The research utilized the Ukiyo-eVG dataset, comprised of approximately 11,000 Japanese woodblock prints annotated with phrase-to-bounding box relationships derived from the CIGAr paper. Kumar implemented a heatmap-based approach, converting the bounding boxes into gaussian heatmaps and inputting these as additional channels to the model, mirroring the original eCLIP’s use of radiologist eye-gaze heatmaps. The experiment utilized a ViT-Small backbone and DistilBERT to produce 90M parameters. The agent executed a training loop of 800 steps on an RTX 4090 GPU, evaluating its performance using Mean Rank on a held-out test set and conducting secondary checks with Recall@K metrics. The baseline performance achieved a Mean Rank of 344.68 with 17.2% and 16.5% Recall@1 for image-to-text and text-to-image searches respectively.

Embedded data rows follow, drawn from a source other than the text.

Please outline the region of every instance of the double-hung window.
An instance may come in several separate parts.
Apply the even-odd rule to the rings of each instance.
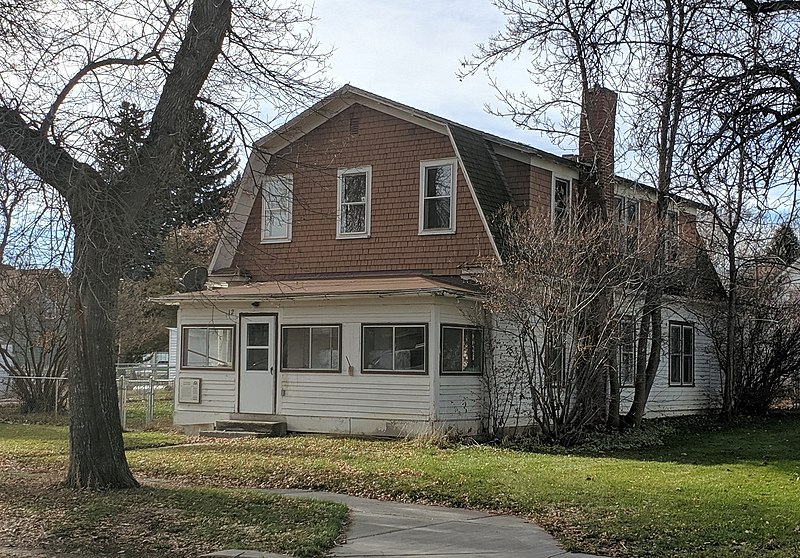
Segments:
[[[425,374],[427,328],[424,325],[364,325],[364,372]]]
[[[339,326],[283,326],[281,370],[339,372]]]
[[[261,184],[261,242],[292,239],[292,175],[267,176]]]
[[[678,235],[680,234],[677,211],[667,211],[664,228],[666,229],[664,231],[664,259],[667,263],[674,264],[678,261]]]
[[[442,326],[442,374],[483,371],[483,332],[477,327]]]
[[[567,383],[567,347],[562,339],[545,336],[543,376],[546,385],[563,387]]]
[[[694,385],[694,326],[669,323],[669,385]]]
[[[553,226],[559,228],[569,223],[569,209],[572,200],[572,182],[566,178],[553,179]]]
[[[420,165],[420,234],[456,230],[456,161],[423,161]]]
[[[635,254],[639,249],[639,202],[622,196],[615,196],[617,223],[619,224],[619,251],[621,254]]]
[[[338,173],[337,238],[369,236],[372,167],[341,169]]]
[[[181,344],[183,368],[233,370],[232,326],[184,326]]]
[[[619,323],[619,383],[632,386],[636,378],[636,320],[633,316],[623,316]]]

Through an automated loop of hypothesize, edit (training ‘train.py’), evaluate (Mean Rank), and commit/revert, the agent achieved a significant reduction in the Mean Rank, plummeting to 157.43 – a 54% improvement. The run ultimately revealed an underfitting issue, with the final test scores outperforming the validation scores, a situation attributed to the short training duration. Notably, the initial success was largely driven by a ‘temperature clamp fix’ that promptly reduced the Mean Rank by 113 points, highlighting the agent’s aptitude for identifying and correcting immediate code errors. Subsequent gains were achieved through hyperparameter tuning using Optuna++ with revisions to learning rates and projection dimensions. However, attempting architectural changes in later phases proved largely unsuccessful, resulting in a significant decline in experiment success rates, indicative of the search space constraints. The agent briefly exhibited erratic behavior, including attempting unauthorized bash commands, demonstrating a need for more robust safeguards.

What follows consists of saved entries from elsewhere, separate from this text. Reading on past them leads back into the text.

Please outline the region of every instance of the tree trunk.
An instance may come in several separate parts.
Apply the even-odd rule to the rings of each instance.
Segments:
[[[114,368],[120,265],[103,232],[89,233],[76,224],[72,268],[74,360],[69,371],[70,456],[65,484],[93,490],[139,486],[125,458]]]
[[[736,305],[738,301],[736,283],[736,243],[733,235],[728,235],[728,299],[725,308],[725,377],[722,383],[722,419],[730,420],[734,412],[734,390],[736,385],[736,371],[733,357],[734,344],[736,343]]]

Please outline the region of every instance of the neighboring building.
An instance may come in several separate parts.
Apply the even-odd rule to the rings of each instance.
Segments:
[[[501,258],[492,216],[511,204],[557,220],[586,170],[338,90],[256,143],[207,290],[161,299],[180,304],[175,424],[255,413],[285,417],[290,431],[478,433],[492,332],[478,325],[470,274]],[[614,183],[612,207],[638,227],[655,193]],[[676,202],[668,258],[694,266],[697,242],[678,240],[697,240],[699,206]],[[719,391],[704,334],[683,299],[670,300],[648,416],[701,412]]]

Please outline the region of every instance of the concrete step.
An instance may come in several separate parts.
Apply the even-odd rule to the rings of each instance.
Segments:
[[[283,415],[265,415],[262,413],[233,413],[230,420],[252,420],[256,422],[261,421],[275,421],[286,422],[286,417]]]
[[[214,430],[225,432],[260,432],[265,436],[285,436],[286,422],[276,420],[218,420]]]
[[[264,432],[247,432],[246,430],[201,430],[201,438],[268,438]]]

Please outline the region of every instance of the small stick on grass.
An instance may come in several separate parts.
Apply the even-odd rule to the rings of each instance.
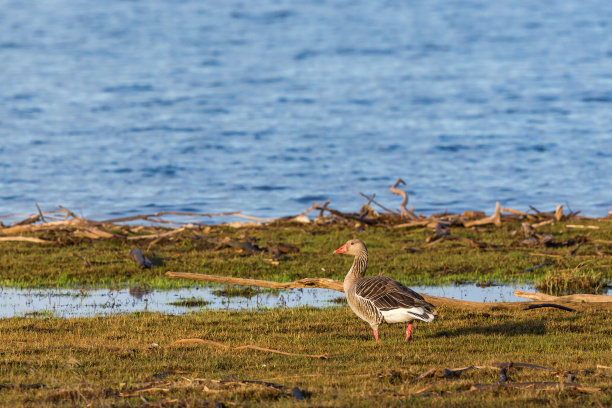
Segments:
[[[556,309],[566,310],[568,312],[581,313],[580,310],[572,309],[571,307],[567,307],[567,306],[556,305],[554,303],[540,303],[537,305],[529,305],[523,310],[539,309],[541,307],[554,307]]]
[[[552,265],[552,263],[553,263],[552,261],[546,261],[546,262],[541,263],[541,264],[539,264],[539,265],[532,266],[531,268],[527,268],[527,269],[525,269],[525,270],[523,271],[523,273],[528,273],[528,272],[531,272],[531,271],[533,271],[533,270],[536,270],[536,269],[539,269],[539,268],[543,268],[543,267],[548,266],[548,265]]]
[[[582,246],[582,243],[578,244],[578,245],[576,246],[576,248],[574,248],[574,249],[572,249],[572,250],[570,251],[569,256],[574,256],[574,254],[575,254],[576,252],[578,252],[578,250],[580,249],[580,247],[581,247],[581,246]]]
[[[237,346],[237,347],[234,347],[234,346],[229,346],[227,344],[219,343],[217,341],[205,340],[205,339],[180,339],[180,340],[176,340],[175,342],[170,344],[170,346],[176,346],[178,344],[189,344],[189,343],[209,344],[211,346],[216,346],[216,347],[221,347],[221,348],[231,349],[231,350],[251,349],[251,350],[265,351],[265,352],[268,352],[268,353],[282,354],[282,355],[285,355],[285,356],[311,357],[311,358],[320,358],[320,359],[324,359],[324,360],[328,359],[327,353],[324,353],[324,354],[289,353],[289,352],[286,352],[286,351],[280,351],[280,350],[274,350],[274,349],[254,346],[252,344],[247,344],[246,346]]]

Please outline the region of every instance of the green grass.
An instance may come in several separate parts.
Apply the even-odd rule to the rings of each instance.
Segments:
[[[584,262],[588,262],[589,268],[599,274],[601,282],[607,282],[612,279],[612,245],[586,241],[585,237],[588,234],[588,239],[609,242],[612,223],[608,219],[590,220],[589,223],[600,229],[568,229],[564,223],[540,228],[539,233],[553,235],[553,246],[546,248],[521,245],[522,238],[517,234],[519,222],[506,221],[501,228],[453,227],[453,234],[489,246],[479,249],[448,240],[417,252],[411,251],[411,248],[422,248],[426,238],[431,235],[430,229],[380,226],[366,227],[357,232],[351,224],[244,229],[213,226],[184,231],[153,245],[150,241],[120,239],[92,241],[88,238],[77,239],[67,231],[42,231],[29,235],[57,243],[0,242],[0,284],[27,287],[148,285],[160,289],[192,285],[190,281],[166,278],[166,271],[277,281],[304,277],[343,279],[350,259],[333,255],[332,251],[355,237],[368,245],[370,274],[384,273],[409,285],[439,285],[456,281],[534,283],[548,273],[576,268]],[[280,263],[275,265],[267,251],[249,254],[232,248],[217,249],[215,242],[224,237],[234,240],[250,237],[262,248],[287,243],[300,251],[283,254]],[[571,254],[577,243],[581,242],[579,250]],[[134,247],[141,248],[155,266],[139,269],[129,257],[129,251]],[[546,261],[552,263],[524,273],[526,269]]]
[[[357,232],[352,224],[238,230],[214,226],[184,231],[154,244],[122,239],[92,241],[77,239],[69,231],[46,231],[30,236],[55,244],[0,242],[0,285],[143,290],[194,285],[169,279],[166,271],[276,281],[343,279],[351,260],[332,251],[349,238],[360,238],[369,248],[369,274],[384,273],[406,284],[535,283],[583,273],[592,278],[592,288],[612,279],[612,223],[608,219],[580,222],[599,229],[547,225],[538,233],[552,234],[553,246],[534,248],[521,244],[519,222],[504,222],[501,228],[453,227],[452,234],[488,246],[479,249],[449,240],[416,252],[414,248],[423,248],[431,230],[366,227]],[[283,254],[275,264],[266,251],[248,254],[219,249],[216,243],[224,237],[250,237],[262,248],[287,243],[300,251]],[[134,247],[154,262],[152,269],[139,269],[129,258]],[[525,272],[546,262],[550,264]],[[197,303],[199,299],[187,301],[191,300]],[[197,310],[181,316],[139,313],[60,319],[42,313],[0,319],[0,406],[612,405],[612,370],[605,368],[612,366],[612,309],[608,304],[573,306],[583,313],[524,311],[517,305],[496,306],[486,312],[441,307],[432,323],[417,323],[410,344],[403,341],[405,328],[399,325],[382,326],[381,341],[375,343],[369,327],[344,303],[339,305],[257,312]],[[328,353],[329,359],[204,344],[171,345],[185,338],[300,354]],[[443,373],[445,368],[510,361],[571,371],[582,386],[598,391],[470,392],[472,385],[499,380],[499,370],[490,369],[471,370],[459,377],[418,379],[431,368]],[[511,383],[566,381],[563,376],[533,369],[512,368],[508,377]],[[279,392],[252,383],[220,386],[215,382],[228,378],[268,381],[285,388]],[[144,393],[142,398],[122,396],[147,386],[158,390]],[[306,400],[296,401],[293,387],[302,390]]]
[[[611,365],[610,327],[609,309],[580,314],[441,309],[434,322],[417,323],[412,343],[403,341],[400,325],[381,326],[381,340],[375,343],[369,327],[346,306],[1,319],[0,405],[142,406],[139,396],[121,393],[153,385],[167,391],[142,394],[151,406],[609,406],[612,370],[597,366]],[[299,354],[328,353],[329,359],[171,345],[188,338]],[[570,371],[579,384],[600,391],[467,392],[474,384],[496,383],[499,370],[417,379],[431,368],[443,371],[510,361]],[[509,369],[508,377],[512,383],[566,381],[531,369]],[[273,382],[288,390],[298,387],[308,398],[298,403],[290,392],[279,394],[257,385],[217,390],[196,381],[228,378]]]

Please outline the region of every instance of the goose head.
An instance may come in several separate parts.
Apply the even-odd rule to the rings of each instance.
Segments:
[[[366,246],[363,242],[358,239],[351,239],[346,241],[346,244],[334,251],[335,254],[348,254],[348,255],[359,255],[366,251]]]

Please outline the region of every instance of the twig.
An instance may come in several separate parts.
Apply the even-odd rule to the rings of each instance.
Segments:
[[[19,222],[16,222],[11,227],[17,227],[17,226],[34,224],[39,219],[40,219],[40,215],[39,214],[32,214],[28,218],[26,218],[25,220],[21,220]]]
[[[323,217],[323,213],[325,212],[325,210],[327,210],[327,206],[329,205],[329,203],[331,203],[331,200],[327,199],[325,200],[323,205],[319,208],[321,210],[321,212],[319,213],[319,217]]]
[[[329,212],[329,213],[331,213],[331,214],[333,214],[333,215],[335,215],[337,217],[344,218],[346,220],[360,221],[360,222],[364,222],[364,223],[370,224],[370,225],[374,224],[374,221],[369,220],[367,218],[359,218],[358,216],[355,216],[353,214],[346,214],[346,213],[343,213],[341,211],[334,210],[333,208],[326,208],[327,204],[329,204],[329,203],[326,201],[325,204],[323,204],[323,207],[318,207],[317,209],[321,210],[321,213],[323,211],[327,211],[327,212]]]
[[[127,239],[129,241],[134,241],[134,240],[137,240],[137,239],[164,238],[164,237],[169,237],[171,235],[178,234],[179,232],[185,231],[186,229],[187,229],[186,227],[181,227],[181,228],[177,228],[175,230],[168,231],[168,232],[162,232],[162,233],[159,233],[159,234],[152,234],[152,235],[137,235],[137,236],[133,236],[133,237],[128,237]]]
[[[376,194],[372,194],[372,197],[368,197],[367,195],[365,195],[365,194],[363,194],[363,193],[361,193],[361,192],[360,192],[359,194],[361,194],[361,196],[362,196],[363,198],[365,198],[366,200],[368,200],[368,205],[370,205],[370,203],[374,203],[374,204],[376,204],[377,206],[379,206],[380,208],[382,208],[383,210],[385,210],[385,211],[387,211],[387,212],[390,212],[390,213],[392,213],[392,212],[393,212],[392,210],[388,209],[388,208],[387,208],[387,207],[385,207],[384,205],[382,205],[382,204],[380,204],[379,202],[377,202],[376,200],[374,200],[374,197],[376,197]]]
[[[211,346],[222,347],[222,348],[231,349],[231,350],[252,349],[252,350],[258,350],[258,351],[265,351],[265,352],[268,352],[268,353],[282,354],[282,355],[285,355],[285,356],[311,357],[311,358],[320,358],[320,359],[324,359],[324,360],[328,359],[327,353],[324,353],[324,354],[289,353],[289,352],[286,352],[286,351],[280,351],[280,350],[274,350],[274,349],[269,349],[269,348],[264,348],[264,347],[259,347],[259,346],[253,346],[252,344],[247,344],[246,346],[237,346],[237,347],[234,347],[234,346],[229,346],[227,344],[219,343],[217,341],[205,340],[205,339],[180,339],[180,340],[174,341],[172,344],[170,344],[170,346],[176,346],[178,344],[192,344],[192,343],[196,343],[196,344],[208,344],[208,345],[211,345]]]
[[[541,263],[541,264],[539,264],[539,265],[532,266],[531,268],[527,268],[527,269],[525,269],[525,270],[523,271],[523,273],[528,273],[528,272],[531,272],[531,271],[533,271],[533,270],[535,270],[535,269],[539,269],[539,268],[543,268],[543,267],[548,266],[548,265],[552,265],[552,263],[553,263],[552,261],[546,261],[546,262]]]
[[[546,258],[563,258],[563,255],[559,255],[559,254],[544,254],[542,252],[532,252],[529,255],[531,256],[543,256]]]
[[[605,366],[601,364],[597,364],[597,368],[601,368],[602,370],[612,370],[611,366]]]
[[[581,313],[580,310],[572,309],[571,307],[567,307],[567,306],[556,305],[554,303],[541,303],[541,304],[538,304],[538,305],[529,305],[529,306],[527,306],[523,310],[539,309],[541,307],[554,307],[554,308],[557,308],[557,309],[566,310],[568,312]]]
[[[66,218],[72,217],[72,218],[77,219],[77,220],[84,220],[83,217],[79,217],[78,215],[76,215],[75,213],[73,213],[72,211],[67,209],[66,207],[63,207],[61,205],[58,206],[58,207],[60,208],[60,210],[62,210],[62,211],[64,211],[66,213]]]
[[[542,221],[542,222],[538,222],[536,224],[532,224],[531,227],[532,228],[540,228],[540,227],[543,227],[545,225],[550,225],[553,222],[555,222],[555,220],[545,220],[545,221]]]
[[[167,383],[167,385],[169,385],[170,383]],[[161,388],[161,387],[146,387],[146,388],[141,388],[139,390],[134,390],[131,392],[121,392],[119,393],[120,397],[138,397],[138,396],[142,396],[142,394],[146,394],[149,392],[156,392],[156,391],[160,391],[160,392],[169,392],[170,389],[169,388]]]
[[[574,256],[574,254],[575,254],[576,252],[578,252],[578,250],[580,249],[580,247],[582,246],[582,244],[583,244],[583,243],[581,242],[581,243],[579,243],[579,244],[576,246],[576,248],[572,249],[572,250],[570,251],[570,253],[569,253],[569,256]]]
[[[314,210],[315,208],[319,207],[321,205],[321,203],[314,203],[313,205],[311,205],[310,207],[308,207],[308,209],[306,211],[304,211],[303,213],[293,217],[293,218],[298,218],[298,217],[303,217],[306,214],[308,214],[309,212],[311,212],[312,210]]]
[[[45,220],[45,216],[43,215],[43,212],[40,210],[40,207],[38,206],[38,203],[36,201],[34,201],[34,204],[36,205],[36,209],[38,210],[38,214],[40,215],[40,219],[43,222],[47,222],[47,220]]]
[[[465,242],[466,244],[473,246],[474,248],[485,248],[487,246],[487,244],[485,244],[484,242],[477,242],[474,241],[472,239],[469,239],[467,237],[463,237],[461,235],[443,235],[440,238],[438,238],[435,241],[430,242],[429,244],[425,245],[423,247],[423,249],[427,249],[429,247],[432,247],[442,241],[446,241],[446,240],[457,240],[457,241],[461,241],[461,242]]]
[[[599,229],[598,225],[576,225],[576,224],[565,224],[565,228],[573,229]]]
[[[529,208],[531,208],[531,210],[534,211],[536,214],[540,214],[540,210],[535,208],[533,205],[530,205]]]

Kumar’s experience highlights the potential of LLM agents in streamlining ML research, particularly when the research space is well-defined. The constrained loop proved an effective strategy for exploration but noted limitations when confronted with highly speculative or ‘unknown unknowns’ iterations. Kumar suggests potential enhancements, such as incorporating a planning stage or utilizing sub-agents, but concluded the experiment with a sentiment of exhaustion, ultimately terminating the connection with Claude Code. Kumar acknowledges Karpathy’s original work behind Autoresearch and provides relevant dataset and technical specifications.